UCLA engineers have pioneered a soft, flexible device that promises new hope for individuals with voice disorders, including those affected by vocal cord pathologies or recovering from laryngeal cancer surgeries.
Detailed in Nature Communications, this innovation, led by Jun Chen, assistant professor of bioengineering at UCLA Samueli School of Engineering, offers a method to convert larynx muscle movements into speech using machine learning, achieving nearly 95% accuracy.
The advancement follows Chen’s previous development of a glove that translates American Sign Language into spoken English, furthering his mission to assist those with communication disabilities.
Comprising a sensing component to capture muscle signals and an actuation component to produce voice, the device utilizes a soft magnetoelastic sensor to detect muscle movements. Encased in a biocompatible silicone compound equipped with magnetic induction coils, it translates physical movements into electrical signals and speech.
Compact and lightweight, this patch-like device easily attaches to the throat near the vocal cords, offering a non-invasive solution for voice restoration. This represents a significant advancement over current treatments, which can be invasive, uncomfortable, or require lengthy recovery periods.

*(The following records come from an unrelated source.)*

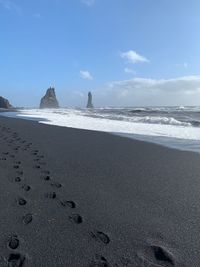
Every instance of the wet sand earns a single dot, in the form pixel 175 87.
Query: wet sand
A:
pixel 80 198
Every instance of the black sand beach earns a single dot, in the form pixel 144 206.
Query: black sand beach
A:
pixel 78 198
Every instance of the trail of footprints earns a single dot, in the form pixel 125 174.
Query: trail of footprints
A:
pixel 16 259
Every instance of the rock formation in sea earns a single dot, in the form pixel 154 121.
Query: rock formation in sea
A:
pixel 49 100
pixel 89 103
pixel 4 103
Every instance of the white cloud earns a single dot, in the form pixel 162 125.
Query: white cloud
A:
pixel 183 65
pixel 133 57
pixel 150 92
pixel 88 2
pixel 37 15
pixel 85 74
pixel 129 71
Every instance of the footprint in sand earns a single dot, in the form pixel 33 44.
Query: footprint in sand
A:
pixel 21 201
pixel 27 219
pixel 17 162
pixel 99 261
pixel 37 167
pixel 16 166
pixel 19 172
pixel 14 242
pixel 46 172
pixel 56 184
pixel 76 218
pixel 18 179
pixel 16 260
pixel 68 203
pixel 157 255
pixel 46 178
pixel 51 195
pixel 100 236
pixel 26 187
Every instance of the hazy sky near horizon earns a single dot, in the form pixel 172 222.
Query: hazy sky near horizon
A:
pixel 127 52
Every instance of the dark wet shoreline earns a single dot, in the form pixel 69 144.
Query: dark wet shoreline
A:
pixel 82 198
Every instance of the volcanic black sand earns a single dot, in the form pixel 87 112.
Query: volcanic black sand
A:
pixel 78 198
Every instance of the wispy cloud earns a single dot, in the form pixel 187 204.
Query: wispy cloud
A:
pixel 149 92
pixel 133 57
pixel 88 3
pixel 85 74
pixel 9 5
pixel 184 65
pixel 129 71
pixel 37 15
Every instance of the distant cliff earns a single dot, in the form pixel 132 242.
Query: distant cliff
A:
pixel 4 103
pixel 49 100
pixel 89 103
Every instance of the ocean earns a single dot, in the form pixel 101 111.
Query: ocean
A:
pixel 175 127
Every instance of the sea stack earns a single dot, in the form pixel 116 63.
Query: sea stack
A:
pixel 49 100
pixel 4 103
pixel 89 104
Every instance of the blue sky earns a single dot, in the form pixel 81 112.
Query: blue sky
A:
pixel 127 52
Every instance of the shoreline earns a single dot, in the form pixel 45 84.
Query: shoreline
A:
pixel 117 202
pixel 169 142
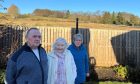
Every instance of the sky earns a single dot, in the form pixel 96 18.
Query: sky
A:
pixel 28 6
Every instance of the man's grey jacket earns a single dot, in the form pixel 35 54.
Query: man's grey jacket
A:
pixel 23 67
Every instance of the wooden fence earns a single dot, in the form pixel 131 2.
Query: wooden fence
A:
pixel 108 47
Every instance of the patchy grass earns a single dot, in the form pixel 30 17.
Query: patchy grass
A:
pixel 58 22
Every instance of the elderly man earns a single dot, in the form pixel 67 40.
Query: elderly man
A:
pixel 29 64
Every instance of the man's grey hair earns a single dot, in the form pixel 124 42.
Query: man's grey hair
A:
pixel 28 31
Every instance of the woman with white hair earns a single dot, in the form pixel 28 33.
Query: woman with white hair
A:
pixel 61 65
pixel 80 56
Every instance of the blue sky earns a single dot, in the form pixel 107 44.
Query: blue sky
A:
pixel 27 6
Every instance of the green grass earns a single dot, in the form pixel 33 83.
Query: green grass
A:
pixel 110 82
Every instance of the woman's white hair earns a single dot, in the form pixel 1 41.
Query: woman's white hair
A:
pixel 78 36
pixel 60 40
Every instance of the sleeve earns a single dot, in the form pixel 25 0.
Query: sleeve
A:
pixel 11 72
pixel 86 62
pixel 74 69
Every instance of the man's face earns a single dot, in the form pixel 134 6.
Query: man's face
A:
pixel 78 42
pixel 60 47
pixel 34 38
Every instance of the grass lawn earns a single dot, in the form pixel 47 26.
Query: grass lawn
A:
pixel 110 82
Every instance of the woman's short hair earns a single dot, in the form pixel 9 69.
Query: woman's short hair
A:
pixel 78 36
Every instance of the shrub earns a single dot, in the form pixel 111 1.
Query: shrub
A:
pixel 121 71
pixel 2 75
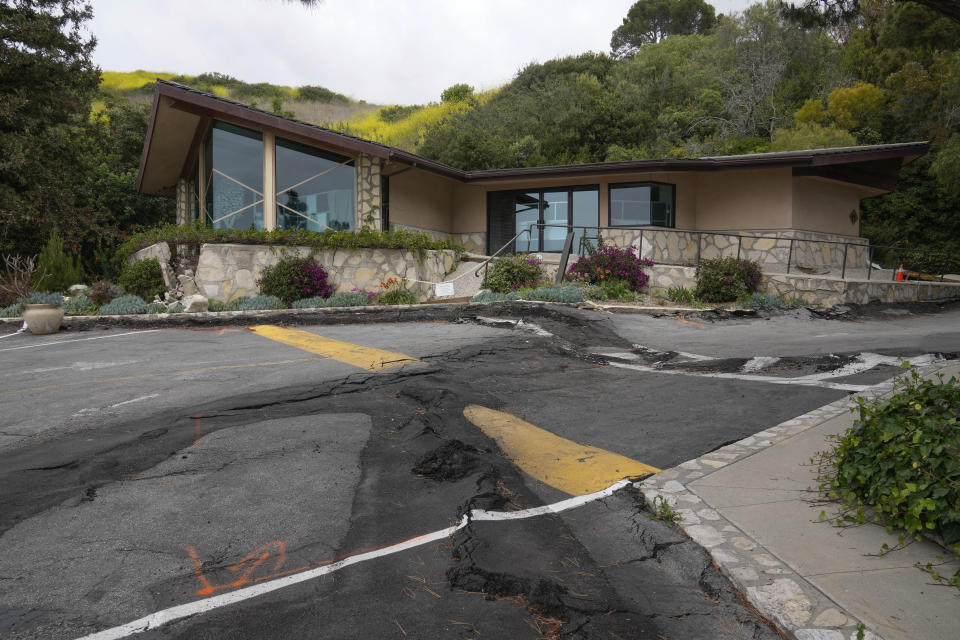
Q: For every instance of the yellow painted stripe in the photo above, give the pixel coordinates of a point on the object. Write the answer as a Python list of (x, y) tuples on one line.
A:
[(359, 356), (558, 462)]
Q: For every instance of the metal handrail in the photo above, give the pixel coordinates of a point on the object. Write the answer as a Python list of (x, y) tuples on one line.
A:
[(740, 237)]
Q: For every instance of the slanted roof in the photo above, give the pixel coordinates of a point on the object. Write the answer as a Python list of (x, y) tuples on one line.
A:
[(180, 116)]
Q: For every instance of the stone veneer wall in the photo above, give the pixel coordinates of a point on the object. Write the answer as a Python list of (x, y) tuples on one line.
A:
[(368, 192), (829, 292), (811, 252), (473, 242), (228, 271)]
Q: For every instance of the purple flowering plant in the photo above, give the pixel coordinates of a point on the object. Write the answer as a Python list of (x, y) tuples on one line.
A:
[(613, 263)]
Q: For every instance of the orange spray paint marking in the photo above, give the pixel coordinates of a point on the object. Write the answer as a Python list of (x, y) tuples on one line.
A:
[(247, 565), (196, 429)]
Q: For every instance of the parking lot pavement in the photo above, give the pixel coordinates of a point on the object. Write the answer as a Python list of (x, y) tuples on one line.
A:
[(94, 379), (319, 478)]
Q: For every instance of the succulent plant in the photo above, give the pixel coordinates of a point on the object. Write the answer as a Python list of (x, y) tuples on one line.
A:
[(124, 305)]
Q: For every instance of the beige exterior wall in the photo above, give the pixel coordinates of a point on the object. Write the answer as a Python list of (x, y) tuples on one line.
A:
[(423, 200), (754, 199), (825, 205)]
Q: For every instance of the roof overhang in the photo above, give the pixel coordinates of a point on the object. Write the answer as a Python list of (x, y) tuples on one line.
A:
[(181, 116)]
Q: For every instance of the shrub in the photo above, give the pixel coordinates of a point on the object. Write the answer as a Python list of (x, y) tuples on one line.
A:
[(613, 263), (103, 291), (11, 311), (195, 234), (79, 306), (681, 295), (257, 303), (394, 291), (143, 278), (344, 299), (18, 279), (510, 273), (554, 293), (726, 279), (57, 269), (42, 298), (901, 458), (295, 278), (616, 289), (764, 301), (124, 305)]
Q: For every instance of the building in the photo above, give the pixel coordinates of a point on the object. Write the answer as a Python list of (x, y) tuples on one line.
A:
[(234, 166)]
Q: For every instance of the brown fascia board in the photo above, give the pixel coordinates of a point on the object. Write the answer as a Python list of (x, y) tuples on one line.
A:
[(212, 106), (147, 139), (204, 104)]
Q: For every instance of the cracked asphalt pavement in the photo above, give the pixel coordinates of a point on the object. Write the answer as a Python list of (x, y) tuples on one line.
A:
[(176, 469)]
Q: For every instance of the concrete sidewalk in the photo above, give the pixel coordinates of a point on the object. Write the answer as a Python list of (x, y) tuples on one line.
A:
[(751, 505)]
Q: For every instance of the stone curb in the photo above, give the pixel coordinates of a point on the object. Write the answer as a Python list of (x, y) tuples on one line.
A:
[(800, 608)]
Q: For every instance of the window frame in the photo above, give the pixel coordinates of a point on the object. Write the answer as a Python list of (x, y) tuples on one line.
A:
[(569, 190), (643, 183)]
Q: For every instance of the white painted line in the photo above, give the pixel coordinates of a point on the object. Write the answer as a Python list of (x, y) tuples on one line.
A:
[(56, 342), (758, 362), (160, 618), (120, 404), (803, 382)]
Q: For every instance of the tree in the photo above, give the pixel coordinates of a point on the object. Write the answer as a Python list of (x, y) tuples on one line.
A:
[(47, 81), (653, 20)]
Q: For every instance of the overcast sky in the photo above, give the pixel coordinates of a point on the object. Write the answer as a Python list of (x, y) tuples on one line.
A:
[(383, 52)]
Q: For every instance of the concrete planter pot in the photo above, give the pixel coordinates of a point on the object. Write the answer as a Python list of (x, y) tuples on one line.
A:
[(42, 318)]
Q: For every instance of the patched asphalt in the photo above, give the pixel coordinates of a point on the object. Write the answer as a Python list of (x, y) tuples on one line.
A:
[(126, 513)]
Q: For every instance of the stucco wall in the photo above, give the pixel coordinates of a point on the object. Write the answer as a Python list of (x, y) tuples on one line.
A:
[(755, 199), (228, 271), (824, 205), (423, 200)]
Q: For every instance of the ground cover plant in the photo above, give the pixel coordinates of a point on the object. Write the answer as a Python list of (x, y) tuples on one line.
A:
[(294, 278), (546, 293), (143, 278), (609, 265), (900, 462), (727, 279), (195, 234), (510, 273)]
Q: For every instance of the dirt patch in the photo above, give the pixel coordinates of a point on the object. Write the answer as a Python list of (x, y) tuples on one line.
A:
[(451, 461)]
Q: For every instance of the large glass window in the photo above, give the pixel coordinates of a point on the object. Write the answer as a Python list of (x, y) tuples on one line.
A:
[(639, 204), (315, 189), (510, 212), (234, 177)]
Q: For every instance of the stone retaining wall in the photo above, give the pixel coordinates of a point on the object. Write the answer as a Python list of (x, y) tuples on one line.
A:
[(811, 252), (829, 292), (228, 271)]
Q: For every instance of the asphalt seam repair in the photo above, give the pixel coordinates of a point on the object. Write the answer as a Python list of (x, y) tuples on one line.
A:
[(172, 614)]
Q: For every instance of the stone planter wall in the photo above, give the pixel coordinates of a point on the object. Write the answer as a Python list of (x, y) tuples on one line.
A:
[(828, 292), (228, 271), (812, 252)]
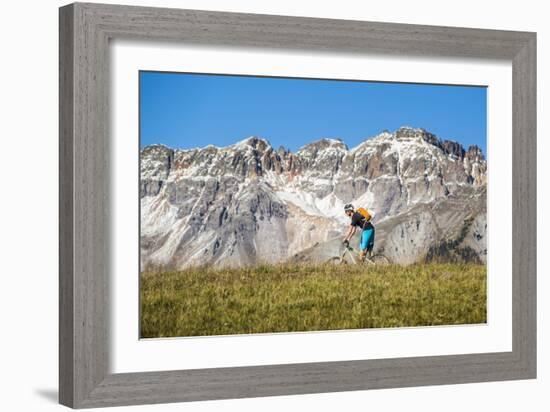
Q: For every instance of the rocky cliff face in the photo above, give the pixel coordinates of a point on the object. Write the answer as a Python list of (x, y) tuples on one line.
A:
[(248, 202)]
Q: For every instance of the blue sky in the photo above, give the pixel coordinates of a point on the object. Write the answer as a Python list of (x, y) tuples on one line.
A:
[(192, 110)]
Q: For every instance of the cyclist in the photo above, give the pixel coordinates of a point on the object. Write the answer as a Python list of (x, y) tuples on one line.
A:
[(367, 231)]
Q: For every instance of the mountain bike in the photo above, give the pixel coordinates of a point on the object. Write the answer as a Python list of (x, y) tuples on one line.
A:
[(351, 255)]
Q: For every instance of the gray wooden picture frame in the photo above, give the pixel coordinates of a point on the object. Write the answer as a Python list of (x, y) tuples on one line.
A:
[(85, 31)]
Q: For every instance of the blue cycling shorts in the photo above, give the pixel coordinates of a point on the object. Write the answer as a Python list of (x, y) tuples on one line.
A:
[(367, 239)]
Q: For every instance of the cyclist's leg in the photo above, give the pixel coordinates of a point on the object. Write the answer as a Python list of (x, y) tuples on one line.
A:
[(367, 238), (370, 246)]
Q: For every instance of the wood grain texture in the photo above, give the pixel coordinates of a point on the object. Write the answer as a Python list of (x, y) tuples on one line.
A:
[(85, 31)]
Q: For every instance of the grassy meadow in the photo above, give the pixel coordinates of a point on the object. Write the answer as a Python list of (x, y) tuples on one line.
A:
[(291, 298)]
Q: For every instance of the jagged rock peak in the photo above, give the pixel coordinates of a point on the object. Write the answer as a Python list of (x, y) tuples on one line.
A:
[(453, 148), (322, 144), (410, 132), (475, 153), (254, 142)]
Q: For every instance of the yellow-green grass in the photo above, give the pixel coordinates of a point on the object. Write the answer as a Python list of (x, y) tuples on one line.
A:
[(291, 298)]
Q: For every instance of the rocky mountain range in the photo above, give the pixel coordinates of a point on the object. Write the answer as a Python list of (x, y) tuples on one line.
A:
[(249, 202)]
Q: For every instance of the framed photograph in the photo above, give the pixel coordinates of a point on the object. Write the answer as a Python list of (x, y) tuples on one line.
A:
[(256, 205)]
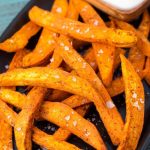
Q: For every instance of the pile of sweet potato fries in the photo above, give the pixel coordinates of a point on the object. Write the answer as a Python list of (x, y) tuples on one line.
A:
[(63, 88)]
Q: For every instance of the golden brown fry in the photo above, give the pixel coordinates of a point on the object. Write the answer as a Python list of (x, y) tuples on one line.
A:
[(47, 40), (80, 30), (72, 121), (147, 67), (5, 135), (83, 69), (62, 134), (58, 95), (10, 116), (118, 51), (17, 59), (144, 27), (134, 106), (90, 59), (143, 44), (76, 101), (59, 79), (20, 39), (104, 54), (56, 59), (25, 117), (49, 142)]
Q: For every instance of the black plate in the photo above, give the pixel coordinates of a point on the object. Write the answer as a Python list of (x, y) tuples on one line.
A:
[(22, 18)]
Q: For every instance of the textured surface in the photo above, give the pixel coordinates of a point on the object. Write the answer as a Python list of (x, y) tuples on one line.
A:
[(9, 9)]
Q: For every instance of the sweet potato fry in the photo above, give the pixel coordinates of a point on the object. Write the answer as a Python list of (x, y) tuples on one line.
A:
[(144, 27), (76, 101), (83, 69), (135, 106), (80, 30), (25, 117), (56, 59), (84, 129), (59, 79), (104, 54), (147, 67), (49, 142), (62, 134), (118, 51), (47, 40), (20, 39), (143, 44), (10, 116), (5, 135)]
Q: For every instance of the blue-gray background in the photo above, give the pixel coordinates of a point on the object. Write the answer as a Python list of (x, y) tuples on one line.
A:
[(8, 10)]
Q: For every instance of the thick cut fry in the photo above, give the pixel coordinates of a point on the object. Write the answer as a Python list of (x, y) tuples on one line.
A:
[(26, 116), (117, 57), (5, 135), (49, 142), (134, 106), (84, 129), (83, 69), (143, 44), (62, 134), (76, 101), (144, 27), (117, 87), (5, 128), (47, 40), (104, 54), (17, 59), (56, 59), (80, 30), (147, 67), (20, 39), (59, 79), (58, 95), (10, 116)]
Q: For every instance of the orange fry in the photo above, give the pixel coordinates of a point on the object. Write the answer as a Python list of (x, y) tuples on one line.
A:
[(80, 30), (10, 116), (134, 106), (71, 120), (62, 134), (75, 61), (20, 39), (147, 67), (25, 117), (104, 54), (49, 142), (59, 79), (143, 44), (47, 40)]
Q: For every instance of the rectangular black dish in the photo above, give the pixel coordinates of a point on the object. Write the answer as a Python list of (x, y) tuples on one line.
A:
[(21, 19)]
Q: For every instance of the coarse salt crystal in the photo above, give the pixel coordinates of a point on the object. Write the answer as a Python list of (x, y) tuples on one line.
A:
[(84, 65), (134, 95), (141, 100), (59, 10), (74, 79), (6, 66), (96, 23), (67, 118), (18, 129), (57, 76), (75, 123), (78, 30), (110, 104), (52, 59), (136, 104), (100, 51), (66, 48)]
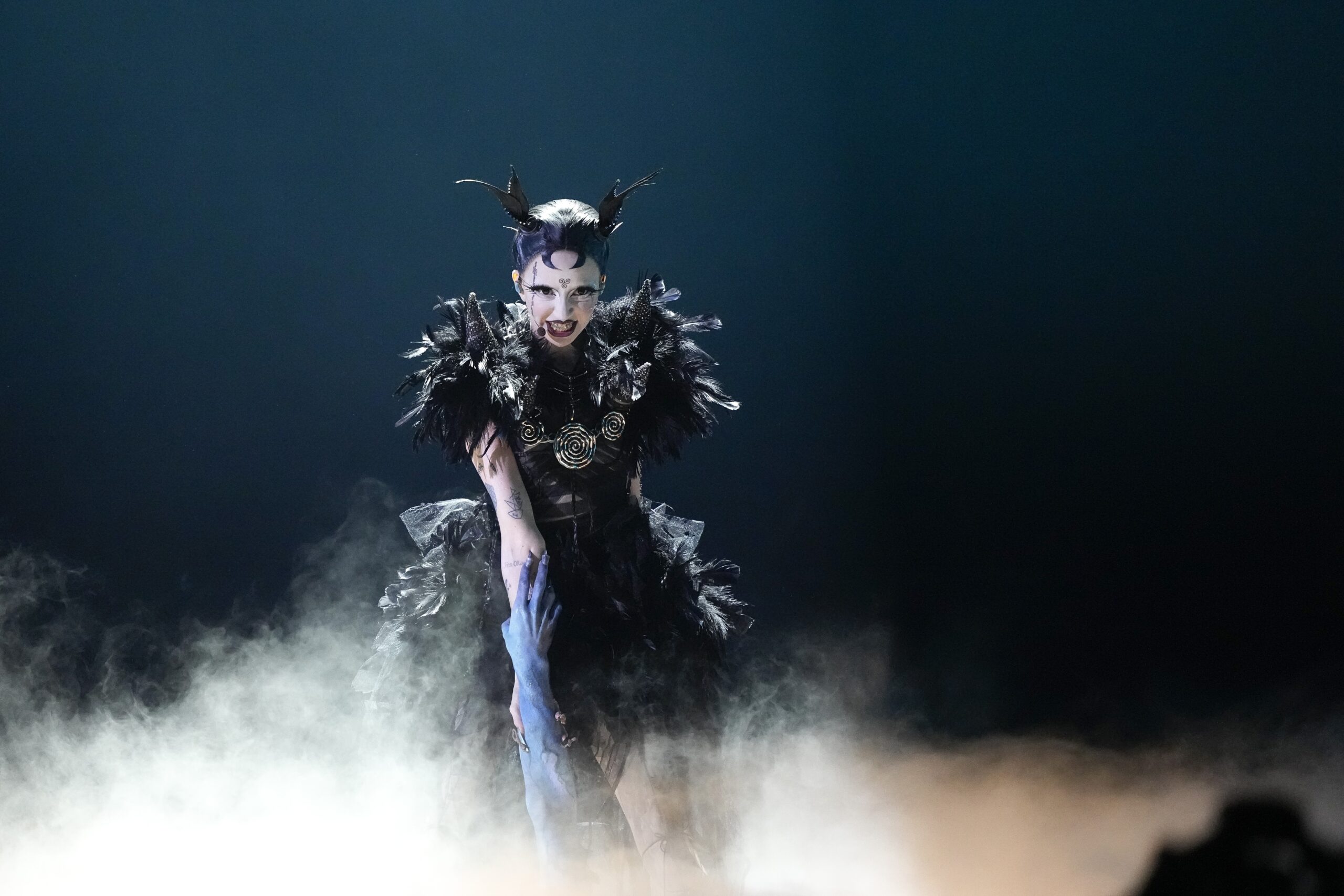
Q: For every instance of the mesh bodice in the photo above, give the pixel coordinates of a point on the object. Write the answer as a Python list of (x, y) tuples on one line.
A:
[(561, 492)]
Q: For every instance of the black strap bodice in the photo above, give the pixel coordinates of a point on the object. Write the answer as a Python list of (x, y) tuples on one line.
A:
[(572, 472)]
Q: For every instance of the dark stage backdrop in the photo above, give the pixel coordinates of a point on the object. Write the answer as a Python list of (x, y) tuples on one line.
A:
[(1034, 308)]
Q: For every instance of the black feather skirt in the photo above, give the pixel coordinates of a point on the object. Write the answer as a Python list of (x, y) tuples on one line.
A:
[(639, 644)]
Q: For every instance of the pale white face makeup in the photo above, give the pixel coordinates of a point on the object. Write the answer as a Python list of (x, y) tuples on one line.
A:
[(561, 299)]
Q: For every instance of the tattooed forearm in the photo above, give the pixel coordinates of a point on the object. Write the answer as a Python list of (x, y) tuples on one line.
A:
[(515, 504), (510, 571)]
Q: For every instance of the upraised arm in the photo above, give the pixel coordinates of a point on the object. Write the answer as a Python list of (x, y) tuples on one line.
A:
[(548, 773), (519, 535)]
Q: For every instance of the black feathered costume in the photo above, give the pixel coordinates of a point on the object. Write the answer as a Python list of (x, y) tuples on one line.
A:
[(646, 620)]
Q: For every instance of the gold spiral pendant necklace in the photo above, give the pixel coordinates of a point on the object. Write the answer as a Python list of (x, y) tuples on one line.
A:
[(574, 444)]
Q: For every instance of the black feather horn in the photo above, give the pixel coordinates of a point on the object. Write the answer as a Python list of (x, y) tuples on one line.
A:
[(609, 208), (480, 338), (515, 203)]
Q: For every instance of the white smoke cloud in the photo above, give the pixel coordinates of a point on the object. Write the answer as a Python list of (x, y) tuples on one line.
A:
[(261, 775)]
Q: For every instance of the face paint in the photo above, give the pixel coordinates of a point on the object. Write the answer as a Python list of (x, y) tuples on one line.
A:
[(561, 299)]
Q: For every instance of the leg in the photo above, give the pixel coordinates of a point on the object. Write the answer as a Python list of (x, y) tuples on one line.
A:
[(655, 818)]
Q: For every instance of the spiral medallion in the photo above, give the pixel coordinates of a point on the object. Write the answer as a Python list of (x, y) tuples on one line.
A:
[(613, 425), (530, 433), (574, 446)]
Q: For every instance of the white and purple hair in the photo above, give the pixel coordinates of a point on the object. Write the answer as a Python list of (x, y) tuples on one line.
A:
[(561, 224)]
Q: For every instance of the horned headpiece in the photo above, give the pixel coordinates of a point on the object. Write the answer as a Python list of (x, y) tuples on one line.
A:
[(515, 202)]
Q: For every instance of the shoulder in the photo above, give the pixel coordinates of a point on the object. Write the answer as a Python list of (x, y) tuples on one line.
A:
[(649, 366), (472, 376)]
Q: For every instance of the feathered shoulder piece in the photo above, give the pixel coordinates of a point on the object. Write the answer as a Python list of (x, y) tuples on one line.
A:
[(475, 374), (649, 368)]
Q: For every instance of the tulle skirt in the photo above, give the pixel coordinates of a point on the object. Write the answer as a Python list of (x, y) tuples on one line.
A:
[(639, 645)]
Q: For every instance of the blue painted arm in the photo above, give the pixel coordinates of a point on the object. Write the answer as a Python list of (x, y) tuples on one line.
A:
[(548, 772)]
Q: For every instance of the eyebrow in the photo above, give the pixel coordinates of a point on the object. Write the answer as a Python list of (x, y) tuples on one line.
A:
[(536, 285)]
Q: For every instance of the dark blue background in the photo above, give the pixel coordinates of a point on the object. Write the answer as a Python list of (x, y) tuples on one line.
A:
[(1034, 308)]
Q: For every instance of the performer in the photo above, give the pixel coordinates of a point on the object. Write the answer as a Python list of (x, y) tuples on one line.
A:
[(558, 404)]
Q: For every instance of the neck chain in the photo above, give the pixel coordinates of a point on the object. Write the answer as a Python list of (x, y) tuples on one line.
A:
[(574, 444)]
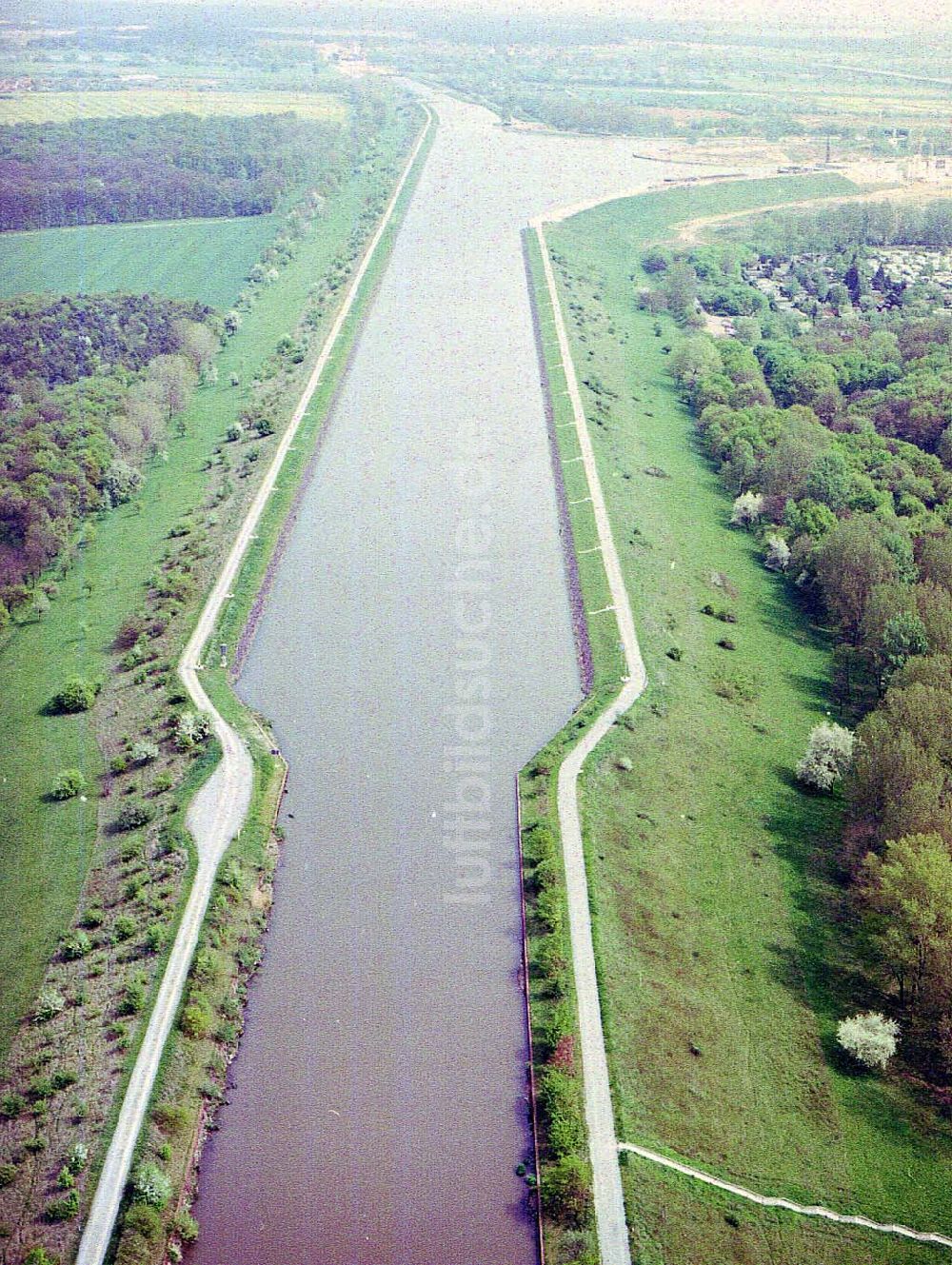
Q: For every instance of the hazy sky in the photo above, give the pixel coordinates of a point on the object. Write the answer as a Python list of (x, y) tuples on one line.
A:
[(766, 12)]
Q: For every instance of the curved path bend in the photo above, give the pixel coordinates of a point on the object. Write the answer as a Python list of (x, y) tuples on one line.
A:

The device accurately converted muscle movements into specific sentences in trials with healthy adults. This breakthrough could significantly benefit individuals with speech disorders, providing a wearable tool for communication during recovery.
Funded by several prestigious organizations, including the National Institutes of Health and the U.S. Office of Naval Research, this research paves the way for further development and testing in individuals with speech disorders, aiming to expand the device’s vocabulary through machine learning.